Investigating the issue (see T419770) highlighted several structural challenges related to the reconciliation service:

  • It depends on Wikidata APIs, whose behavior and limits evolve over time
  • It operates as shared infrastructure handling bursty demand from multiple users
  • Its ownership and maintenance responsibilities are unclear
  • It lacks clear observability (like a status page) and support channels (with the OpenRefine forum often acting as a fallback)

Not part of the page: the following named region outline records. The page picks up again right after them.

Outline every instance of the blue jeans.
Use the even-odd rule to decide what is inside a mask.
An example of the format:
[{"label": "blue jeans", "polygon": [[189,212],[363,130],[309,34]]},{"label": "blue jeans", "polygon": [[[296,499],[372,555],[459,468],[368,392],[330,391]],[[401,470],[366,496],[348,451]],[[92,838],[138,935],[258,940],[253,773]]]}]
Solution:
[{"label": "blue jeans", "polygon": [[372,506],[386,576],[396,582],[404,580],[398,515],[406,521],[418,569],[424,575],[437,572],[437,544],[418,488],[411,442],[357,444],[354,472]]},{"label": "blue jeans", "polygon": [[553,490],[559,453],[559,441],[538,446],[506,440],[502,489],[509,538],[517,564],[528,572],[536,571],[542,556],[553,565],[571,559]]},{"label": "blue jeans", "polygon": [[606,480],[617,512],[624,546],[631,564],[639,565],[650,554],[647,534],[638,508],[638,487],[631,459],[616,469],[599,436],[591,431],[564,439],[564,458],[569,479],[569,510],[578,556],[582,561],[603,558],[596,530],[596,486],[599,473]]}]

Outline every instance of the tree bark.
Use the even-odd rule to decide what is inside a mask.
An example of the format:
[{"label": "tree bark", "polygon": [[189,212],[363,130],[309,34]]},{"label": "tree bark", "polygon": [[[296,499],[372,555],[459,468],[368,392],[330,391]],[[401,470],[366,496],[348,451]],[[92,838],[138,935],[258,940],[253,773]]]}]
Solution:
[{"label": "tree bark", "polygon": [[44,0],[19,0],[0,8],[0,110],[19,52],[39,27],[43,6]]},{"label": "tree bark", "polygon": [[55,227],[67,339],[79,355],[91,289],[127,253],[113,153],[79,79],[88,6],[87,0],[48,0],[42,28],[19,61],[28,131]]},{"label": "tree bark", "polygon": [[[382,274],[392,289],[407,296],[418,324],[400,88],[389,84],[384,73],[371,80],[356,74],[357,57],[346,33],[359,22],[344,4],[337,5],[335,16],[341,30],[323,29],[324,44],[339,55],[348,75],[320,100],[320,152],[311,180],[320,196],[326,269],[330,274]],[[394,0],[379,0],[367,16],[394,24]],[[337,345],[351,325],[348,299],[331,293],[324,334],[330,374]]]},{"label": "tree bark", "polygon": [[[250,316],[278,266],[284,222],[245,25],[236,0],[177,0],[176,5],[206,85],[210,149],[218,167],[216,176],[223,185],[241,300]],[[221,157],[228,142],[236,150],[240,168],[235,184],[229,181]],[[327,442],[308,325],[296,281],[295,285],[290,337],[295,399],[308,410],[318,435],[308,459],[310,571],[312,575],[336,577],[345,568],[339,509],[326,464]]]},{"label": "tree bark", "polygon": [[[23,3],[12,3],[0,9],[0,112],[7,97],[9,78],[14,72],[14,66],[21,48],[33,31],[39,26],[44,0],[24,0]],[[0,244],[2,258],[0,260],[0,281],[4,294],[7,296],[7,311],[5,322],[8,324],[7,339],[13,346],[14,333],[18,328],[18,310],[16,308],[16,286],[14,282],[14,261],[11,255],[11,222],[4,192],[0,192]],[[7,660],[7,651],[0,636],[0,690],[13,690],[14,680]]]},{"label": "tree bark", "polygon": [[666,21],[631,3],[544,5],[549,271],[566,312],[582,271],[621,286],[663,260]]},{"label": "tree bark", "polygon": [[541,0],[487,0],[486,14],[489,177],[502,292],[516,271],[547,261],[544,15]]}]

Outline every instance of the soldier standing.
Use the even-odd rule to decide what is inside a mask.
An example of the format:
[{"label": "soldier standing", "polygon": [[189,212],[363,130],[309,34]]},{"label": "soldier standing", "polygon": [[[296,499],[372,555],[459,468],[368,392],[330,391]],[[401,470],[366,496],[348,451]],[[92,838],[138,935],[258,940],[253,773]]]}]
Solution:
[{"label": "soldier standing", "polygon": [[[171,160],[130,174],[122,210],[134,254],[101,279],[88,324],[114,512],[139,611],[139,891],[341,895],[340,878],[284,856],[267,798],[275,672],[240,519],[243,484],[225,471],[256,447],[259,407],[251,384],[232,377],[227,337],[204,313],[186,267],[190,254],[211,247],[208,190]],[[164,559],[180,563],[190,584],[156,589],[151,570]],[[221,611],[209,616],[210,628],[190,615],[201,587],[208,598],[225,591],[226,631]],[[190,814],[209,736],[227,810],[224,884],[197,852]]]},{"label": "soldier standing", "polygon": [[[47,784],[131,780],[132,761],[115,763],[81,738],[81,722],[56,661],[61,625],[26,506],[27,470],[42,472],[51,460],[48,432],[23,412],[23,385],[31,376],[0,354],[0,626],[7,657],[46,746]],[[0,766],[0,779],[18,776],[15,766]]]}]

This incident made visible something important: OpenRefine is often perceived as the owner of the Wikidata reconciliation service because issues are reported through it — but it is not.

Scope clarification

OpenRefine is a client of the reconciliation protocol. Wikidata is one of many reconciliation services (30+ identified in the 2024 survey) that can be used with OpenRefine.

OpenRefine provides:

  • The user interface
  • Data transformation tools
  • The ability to connect to reconciliation services

The Wikidata reconciliation service is:

  • A separate service, specific to the Wikimedia ecosystem
  • Operated independently from OpenRefine
  • Dependent on Wikimedia infrastructure and policies

While OpenRefine integrates this service by default, it does not own or operate it.

This distinction matters:

  • Many OpenRefine users do not use Wikidata
  • Each reconciliation service is tied to its data provider
  • Running a production service requires infrastructure, monitoring, and ongoing maintenance, something a desktop application like OpenRefine is not designed to provide
  • Configuring a reconciliation service requires domain knowledge of the underlying data (search, ranking, scoring), which sits with the data provider

This is why reconciliation services are typically operated by data providers, institutions, or third parties and not by tools like OpenRefine.

Supporting the Wikidata reconciliation service

With that being said, we recognize the importance of the Wikidata reconciliation service as a key part of the OpenRefine ecosystem. Many OpenRefine contributors are also active in the Wikimedia ecosystem and contribute across projects. We are encouraged to see individuals and organizations stepping up.

At the moment, the situation is still evolving, and discussions are ongoing around governance, maintenance, and hosting.

We are eager to see a more formal and sustainable setup emerge, including:

  • A clearly identified repository and contribution workflow
  • Active maintainers reviewing and merging contributions
  • A group or organization taking responsibility for hosting (which can differ from the group maintaining the codebase).

The OpenRefine project, as a major client of the service, is happy to support and participate in these discussions, but will not take ownership of the service.

What we are doing at OpenRefine level

Within its scope, the OpenRefine project is taking steps to improve the situation:

  • Improving User-Agent management for requests made by OpenRefine itself (see #7731)
  • Improving error handling so users can better understand where issues originate (see #7699)
  • Supporting efforts to improve governance and sustainability of the reconciliation service

Conclusion

This incident highlighted both the importance of the Wikidata reconciliation service and the need for clearer ownership and coordination. The current momentum and community engagement are encouraging, and we look forward to working with the broader ecosystem toward a more robust and sustainable setup. Clarifying these roles is a key step toward a more reliable reconciliation system.